Story of Maple Syrup
Maple syrup is made from maple sap, collected from sugar
maple trees in very late winter and early spring. The sap is
a very dilute liquid containing from 1% to 7% sugar, varying
from tree to tree and probably averaging around 2% sugar. It
takes approximately 40 gallons of this sap to produce 1
gallon of maple syrup.
As the end of winter approaches, the farmer breaks roads
through the snow to the sugar house, and throughout his
maple woods. He then proceeds to wash and sterilize all his
Next comes the tapping of the sugar maples. A 7/16 inch hole
is drilled into the tree to a depth of about 1 1/2 to 2
1/2 inches. Into this is driven a "spout." These spouts are
rather like modified pieces of pipe from which the bucket
is hung or pipeline is run. A cover keeps dirt and rain
water out of the buckets until collection; pipeline carries
the sap directly from the tree to the storage tank.
To make top quality maple products the sap must be fresh
and cold, which means it must be gathered and boiled
often. In some modern sugar orchards small plastic
tubing is attached directly to the spouts. The sap then flows through the small plastic tubes to larger pipes,
and directly to the storage tank, thus saving the labor of
gathering the sap. Other sugar makers use large gathering
tanks which are pulled by tractors or horses through the
woods. The sap, which has dripped drop-by-drop from the
spouts, is dumped from the sap bucket into the gathering
pail, which is then carried to the sled. Here it is dumped
through a strainer into the "gathering tank." When the tank
is full, it is hauled to the "sugarhouse" and emptied into
an elevated "storage tank" to await "boiling."
From the storage tank the sap flows, to the "evaporator".
Evaporators are large pans, varying in size according
to the size of the operation. A popular size is 5 feet
wide and 16 feet long. Most evaporators have two pans; the
flue pan and the syrup pan. The sap flows first to the flue
pan, which has a bottom made of flues to provide a greater heating surface, and then to the flat bottomed
syrup pan. The pans are divided by partitions, which creates
a continual but very slow movement of sap from the
point where it enters the evaporator around the many
partitions and finally out of the evaporator as syrup.
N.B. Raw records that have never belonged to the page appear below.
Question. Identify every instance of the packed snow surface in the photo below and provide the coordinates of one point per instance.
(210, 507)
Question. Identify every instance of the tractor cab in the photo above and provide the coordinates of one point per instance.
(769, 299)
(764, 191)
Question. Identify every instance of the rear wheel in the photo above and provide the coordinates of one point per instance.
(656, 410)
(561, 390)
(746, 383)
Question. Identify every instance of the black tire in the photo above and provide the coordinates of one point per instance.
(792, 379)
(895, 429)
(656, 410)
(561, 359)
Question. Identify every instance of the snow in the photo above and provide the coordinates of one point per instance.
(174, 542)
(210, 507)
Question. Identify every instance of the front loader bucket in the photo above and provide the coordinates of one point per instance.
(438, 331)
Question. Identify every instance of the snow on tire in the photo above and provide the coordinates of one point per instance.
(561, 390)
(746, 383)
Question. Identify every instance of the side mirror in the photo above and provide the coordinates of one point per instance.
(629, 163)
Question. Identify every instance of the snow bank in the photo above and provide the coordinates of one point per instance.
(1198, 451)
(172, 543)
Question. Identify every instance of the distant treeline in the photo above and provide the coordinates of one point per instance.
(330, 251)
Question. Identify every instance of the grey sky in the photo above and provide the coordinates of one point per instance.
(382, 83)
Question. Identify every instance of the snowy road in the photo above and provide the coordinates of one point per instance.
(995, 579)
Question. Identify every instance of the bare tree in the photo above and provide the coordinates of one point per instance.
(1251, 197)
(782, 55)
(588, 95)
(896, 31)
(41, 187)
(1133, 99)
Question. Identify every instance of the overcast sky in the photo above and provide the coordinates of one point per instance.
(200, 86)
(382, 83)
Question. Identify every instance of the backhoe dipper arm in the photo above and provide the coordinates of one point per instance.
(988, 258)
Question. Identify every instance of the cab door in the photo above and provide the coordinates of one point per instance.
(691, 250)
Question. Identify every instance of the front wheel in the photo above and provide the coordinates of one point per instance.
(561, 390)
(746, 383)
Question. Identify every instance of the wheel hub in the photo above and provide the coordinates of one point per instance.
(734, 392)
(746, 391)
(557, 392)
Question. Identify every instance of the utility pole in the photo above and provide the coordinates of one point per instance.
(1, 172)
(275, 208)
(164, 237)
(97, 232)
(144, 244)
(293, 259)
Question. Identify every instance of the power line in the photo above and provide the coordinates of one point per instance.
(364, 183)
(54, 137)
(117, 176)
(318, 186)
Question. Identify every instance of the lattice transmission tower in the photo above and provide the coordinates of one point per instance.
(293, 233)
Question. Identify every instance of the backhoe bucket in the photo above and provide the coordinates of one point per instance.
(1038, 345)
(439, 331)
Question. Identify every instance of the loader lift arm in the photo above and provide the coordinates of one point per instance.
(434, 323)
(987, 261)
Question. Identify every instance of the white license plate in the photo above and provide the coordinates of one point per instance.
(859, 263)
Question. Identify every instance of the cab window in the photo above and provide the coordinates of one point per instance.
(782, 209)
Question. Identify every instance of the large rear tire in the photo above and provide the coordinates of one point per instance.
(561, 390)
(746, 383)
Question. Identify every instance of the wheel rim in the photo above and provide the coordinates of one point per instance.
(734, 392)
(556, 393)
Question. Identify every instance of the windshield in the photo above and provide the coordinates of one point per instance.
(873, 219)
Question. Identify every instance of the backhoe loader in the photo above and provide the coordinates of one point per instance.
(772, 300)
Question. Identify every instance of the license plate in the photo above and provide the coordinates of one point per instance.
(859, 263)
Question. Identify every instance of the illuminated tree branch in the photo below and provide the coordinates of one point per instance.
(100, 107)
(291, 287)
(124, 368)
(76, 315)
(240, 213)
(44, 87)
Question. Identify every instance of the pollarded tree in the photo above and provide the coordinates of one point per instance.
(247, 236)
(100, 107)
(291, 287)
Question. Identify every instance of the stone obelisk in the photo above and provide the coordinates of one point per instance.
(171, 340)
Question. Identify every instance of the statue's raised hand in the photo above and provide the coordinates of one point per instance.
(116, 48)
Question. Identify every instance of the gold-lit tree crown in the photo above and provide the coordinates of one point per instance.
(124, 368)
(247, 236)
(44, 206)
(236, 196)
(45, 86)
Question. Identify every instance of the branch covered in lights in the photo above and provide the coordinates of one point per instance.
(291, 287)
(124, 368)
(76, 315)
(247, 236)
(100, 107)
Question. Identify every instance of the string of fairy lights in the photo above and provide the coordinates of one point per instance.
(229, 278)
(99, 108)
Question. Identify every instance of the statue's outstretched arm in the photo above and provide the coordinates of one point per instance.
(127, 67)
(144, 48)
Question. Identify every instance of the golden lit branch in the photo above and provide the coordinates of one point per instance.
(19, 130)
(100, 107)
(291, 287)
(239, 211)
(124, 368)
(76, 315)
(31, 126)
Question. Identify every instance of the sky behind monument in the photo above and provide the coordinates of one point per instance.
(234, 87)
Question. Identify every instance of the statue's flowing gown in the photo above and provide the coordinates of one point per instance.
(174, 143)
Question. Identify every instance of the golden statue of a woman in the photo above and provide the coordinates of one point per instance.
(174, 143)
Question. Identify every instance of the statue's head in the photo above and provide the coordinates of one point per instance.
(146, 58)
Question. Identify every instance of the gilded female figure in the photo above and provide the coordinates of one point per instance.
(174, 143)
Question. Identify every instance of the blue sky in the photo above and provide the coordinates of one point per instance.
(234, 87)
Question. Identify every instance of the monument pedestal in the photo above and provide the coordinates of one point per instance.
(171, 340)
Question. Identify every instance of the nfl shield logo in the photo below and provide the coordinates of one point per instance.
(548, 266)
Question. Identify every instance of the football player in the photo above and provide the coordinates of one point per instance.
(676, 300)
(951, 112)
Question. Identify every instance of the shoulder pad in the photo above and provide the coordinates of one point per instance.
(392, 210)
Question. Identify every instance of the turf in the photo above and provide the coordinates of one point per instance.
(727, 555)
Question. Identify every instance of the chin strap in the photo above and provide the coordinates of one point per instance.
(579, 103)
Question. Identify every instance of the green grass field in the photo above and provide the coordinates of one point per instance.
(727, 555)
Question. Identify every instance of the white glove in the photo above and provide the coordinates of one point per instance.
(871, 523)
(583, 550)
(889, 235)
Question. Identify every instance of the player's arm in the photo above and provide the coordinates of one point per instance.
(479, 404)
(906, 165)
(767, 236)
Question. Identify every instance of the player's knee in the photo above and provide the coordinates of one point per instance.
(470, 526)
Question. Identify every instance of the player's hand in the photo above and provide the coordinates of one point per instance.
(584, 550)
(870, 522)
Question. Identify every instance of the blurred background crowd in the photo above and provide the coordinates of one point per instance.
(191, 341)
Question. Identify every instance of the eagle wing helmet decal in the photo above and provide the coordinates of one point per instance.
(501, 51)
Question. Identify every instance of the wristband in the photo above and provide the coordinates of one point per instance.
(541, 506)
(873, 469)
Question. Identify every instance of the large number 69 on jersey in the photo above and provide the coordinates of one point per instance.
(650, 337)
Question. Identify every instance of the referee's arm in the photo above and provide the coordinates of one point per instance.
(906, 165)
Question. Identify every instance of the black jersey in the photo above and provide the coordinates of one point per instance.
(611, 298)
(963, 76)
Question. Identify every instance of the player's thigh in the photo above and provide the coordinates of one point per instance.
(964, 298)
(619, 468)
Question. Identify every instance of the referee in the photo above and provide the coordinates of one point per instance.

To evaporate the tremendous amount of water in the sap,
a large quantity of fuel must be burned. Some producers
use oil, however most sugar makers use wood cut from their
own woodlots as fuel. Sugar makers like to have the wood cut
and finely split a year in advance of sugaring, as dry wood
boils the sap much faster. Preparing this wood is hard work,
requiring many days of labor.
It takes a long time for the 2% sap to be condensed by the
evaporation process to the exact density of maple syrup. If cooked too thick the resulting syrup will crystallize. If
the syrup is too thin it will be apt to ferment. Sugar makers
use a hydrometer to check the density. When the hydrometer
settles in the liquid syrup to a mark
designating the correct density, the syrup is drawn from the
pan. It is then filtered again to remove the nitre (or sugar
sand) which has developed in the boiling process.
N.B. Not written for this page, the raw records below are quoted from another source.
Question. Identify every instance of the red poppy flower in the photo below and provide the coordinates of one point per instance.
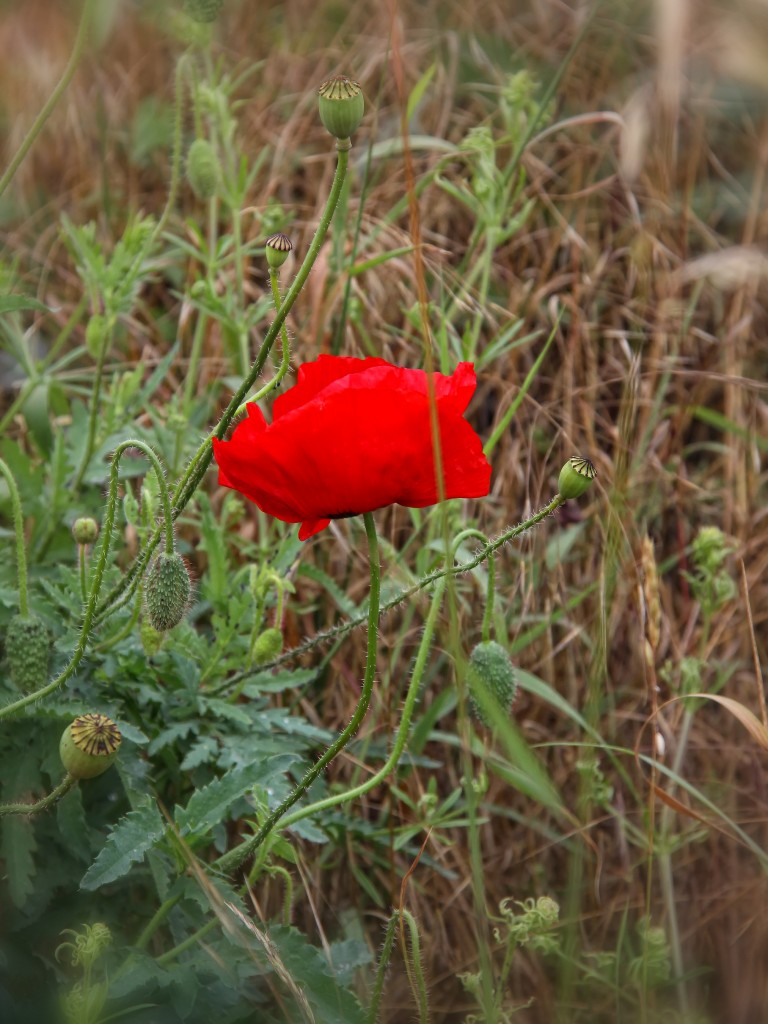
(353, 435)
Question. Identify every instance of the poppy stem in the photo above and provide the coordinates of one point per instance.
(231, 860)
(15, 501)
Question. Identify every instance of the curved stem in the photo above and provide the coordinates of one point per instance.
(32, 134)
(80, 648)
(42, 805)
(229, 861)
(15, 502)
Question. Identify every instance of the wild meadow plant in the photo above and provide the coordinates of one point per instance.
(167, 759)
(107, 646)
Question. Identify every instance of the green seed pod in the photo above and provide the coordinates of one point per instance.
(341, 105)
(276, 249)
(28, 649)
(89, 745)
(266, 646)
(152, 639)
(203, 170)
(576, 477)
(491, 675)
(85, 530)
(203, 10)
(167, 592)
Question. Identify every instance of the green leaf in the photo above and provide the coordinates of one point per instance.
(129, 841)
(17, 847)
(207, 806)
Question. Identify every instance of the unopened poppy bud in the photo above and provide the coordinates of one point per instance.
(85, 530)
(203, 169)
(167, 592)
(89, 745)
(28, 649)
(266, 646)
(491, 674)
(576, 477)
(203, 10)
(276, 249)
(341, 105)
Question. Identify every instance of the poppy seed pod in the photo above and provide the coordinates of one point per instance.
(89, 744)
(203, 10)
(167, 592)
(491, 673)
(267, 645)
(276, 249)
(203, 169)
(28, 649)
(576, 477)
(341, 105)
(85, 530)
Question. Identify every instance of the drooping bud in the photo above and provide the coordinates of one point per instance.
(276, 249)
(89, 745)
(576, 477)
(85, 530)
(28, 649)
(167, 592)
(203, 10)
(203, 168)
(266, 646)
(341, 105)
(491, 676)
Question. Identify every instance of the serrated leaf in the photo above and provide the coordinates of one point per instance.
(208, 805)
(128, 843)
(11, 303)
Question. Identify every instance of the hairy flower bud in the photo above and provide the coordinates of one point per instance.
(85, 530)
(28, 649)
(167, 592)
(341, 105)
(203, 10)
(203, 168)
(266, 646)
(491, 675)
(89, 745)
(576, 477)
(276, 249)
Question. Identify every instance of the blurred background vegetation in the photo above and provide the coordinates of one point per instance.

From the filtering tank the maple syrup flows into small
retail containers or into 35 and 50 gallon drums to be
packed later. The syrup is packed hot and each can must be
sealed according to Vermont law. The grade of syrup and the
packer's name and address must be marked on the can.
As you can see, making maple syrup is a fairly long and
costly process, but the excellent tasting, high quality
product which results makes it all worthwhile.